The radical catch cutbacks are driven by stock assessments, as mandated by the 2006 reauthorization of the Magnuson-Stevens Fishery Conservation and Management Act, but the government’s science has drawn increasing skepticism. Last week, Mayors Carolyn Kirk of Gloucester and Jon Mitchell of New Bedford urged a freeze on catch limit reductions until confidence was restored in the assessment process.
In his filing for Massachusetts, Gov. Deval Patrick asked for $21 million, but there has been no estimate of the budget for a regional disaster.
Massachusetts, New Hampshire and Maine filed disaster requests six or more months ago, but have gotten no response, either from Jane Lubchenco at the head of the National Oceanic and Atmospheric Administration, or the Department of Commerce, NOAA’s parent agency, and the silence has angered elected leaders of the filing states.

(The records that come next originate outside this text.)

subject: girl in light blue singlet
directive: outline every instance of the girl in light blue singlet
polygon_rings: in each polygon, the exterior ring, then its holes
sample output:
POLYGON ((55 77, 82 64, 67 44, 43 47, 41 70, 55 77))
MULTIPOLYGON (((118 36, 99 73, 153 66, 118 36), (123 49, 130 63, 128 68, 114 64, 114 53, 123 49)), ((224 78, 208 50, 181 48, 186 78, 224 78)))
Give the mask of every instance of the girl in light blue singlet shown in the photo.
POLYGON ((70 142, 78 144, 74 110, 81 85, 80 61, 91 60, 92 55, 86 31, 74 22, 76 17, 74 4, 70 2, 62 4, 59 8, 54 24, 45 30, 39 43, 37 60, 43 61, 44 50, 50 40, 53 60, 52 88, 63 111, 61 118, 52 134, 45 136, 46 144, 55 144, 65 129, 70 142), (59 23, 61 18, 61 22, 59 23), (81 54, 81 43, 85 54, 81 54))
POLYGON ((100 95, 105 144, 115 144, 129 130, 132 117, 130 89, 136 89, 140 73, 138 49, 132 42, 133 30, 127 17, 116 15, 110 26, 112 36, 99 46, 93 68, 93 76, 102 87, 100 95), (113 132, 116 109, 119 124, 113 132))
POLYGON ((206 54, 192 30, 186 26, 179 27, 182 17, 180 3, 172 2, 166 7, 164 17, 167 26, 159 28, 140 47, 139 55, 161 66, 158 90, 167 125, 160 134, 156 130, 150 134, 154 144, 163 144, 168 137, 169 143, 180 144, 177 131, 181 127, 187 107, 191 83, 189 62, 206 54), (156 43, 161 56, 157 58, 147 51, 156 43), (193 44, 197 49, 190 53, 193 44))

Considered a pivotal battleground state in the presidential election, New Hampshire has the nation’s shortest coastline and smallest commercial fleet. It numbered just 57 boats in 2009, before Lubchenco took office, demanding and getting an accelerated transformation of the Northeast groundfishery into a catch share system that has fueled consolidation and bipartisan congressional opposition.
Commercial landings in New York ports dropped from $1.5 million to less than $300,000 in the four years through 2010, NOAA’s data revealed, with most New York boats landing elsewhere. The value of landings by New York boats was off by about 50 percent to $1.1 million over the same period, according to NOAA’s data.